April is always an important month for employment law, but this year brings a combination of changes that signal a wider shift in how businesses are expected to manage their people.
On the surface, the updates appear straightforward. Day 1 Statutory Sick Pay, Day 1 paternity rights and unpaid parental leave, increases to the National Minimum Wage and statutory pay rates, and the introduction of the Fair Work Agency are all coming into effect. Individually, none of these feels dramatic.
Together, they create a new baseline for employment practice that many businesses are not fully prepared for.
April changes: what’s really going to cost you?
Of all the changes taking effect, Day 1 Statutory Sick Pay is likely to have the most significant financial impact.
SSP from day one sounds fair, and in many respects it is. The difficulty is that many businesses do not have a clear picture of what sickness absence already costs them.
Business owners usually know their margins, overheads, and production costs, yet few can confidently say how many sick days their business recorded last year.
When absence is not tracked properly, patterns are missed and early conversations do not happen. Day 1 SSP may lead to an increase in short absences, not because employees are taking advantage, but because attendance has never been managed consistently or confidently.
Without data and early intervention, costs build quietly until they become a serious problem.
And this is only the start.
The bigger shift ahead
The Employment Rights Bill represents the most significant change to employment legislation in years. One of its key proposals is the reduction of the qualifying period for unfair dismissal from two years to six months, expected to take effect from January 2027.
This may sound distant, but the reality is that the groundwork for these changes needs to be in place well before then.
This change forces an important question. Are businesses genuinely setting people up to succeed, or have they relied on the two-year rule as protection when things do not work out?
While 2027 may feel some way off, waiting until the law changes to improve people management will be too late. For a long time, many organisations have relied, often unintentionally, on being able to exit employment relationships within two years with limited risk. That safety net is being removed.
What good people management will need to look like
This shift does not prevent businesses from managing poor performance, but it does require them to do so properly and fairly.

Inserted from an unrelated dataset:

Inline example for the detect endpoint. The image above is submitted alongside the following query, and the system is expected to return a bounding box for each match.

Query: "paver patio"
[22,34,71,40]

Recruitment will need greater clarity and honesty from the outset. Roles, expectations, and working pace must be clear before an offer is accepted. Strong onboarding and structured probation periods will also become increasingly important. Probation should be a period of support, feedback, and learning, not a hurdle people are expected to fail.
Training during probation matters, not just on systems and processes, but on behaviours, standards, and ways of working. Employees cannot meet expectations they have never been trained on. Managers also need support. Many absence and performance issues escalate simply because managers lack confidence in having early, constructive conversations.
Crucially, performance management does not end when probation is signed off. Ongoing feedback and clear expectations are what keep people engaged and productive.
The question business owners can’t avoid
At the heart of these changes is a simple but uncomfortable question. Are we genuinely setting our people up to succeed, or have we relied on length of service to protect the business?
Those that address this now will be far better placed as the legal landscape continues to change. Those that delay will face increased risk, financially, legally, and reputationally.
Practical priorities for business owners
Good people management is not complicated, but it does require intention. Policies alone do not change behaviour.
A generic policy may tick a compliance box, but it will not shape day-to-day management decisions.
Most workplace issues do not stem from bad intent. They arise because expectations were unclear, support was missing, or conversations were avoided for too long. Ultimately, it is the business that carries the risk.
Preparing now is not about overreacting to legal change. It is about building fair, consistent, and sustainable ways of managing people that protect both the business and those who work within it.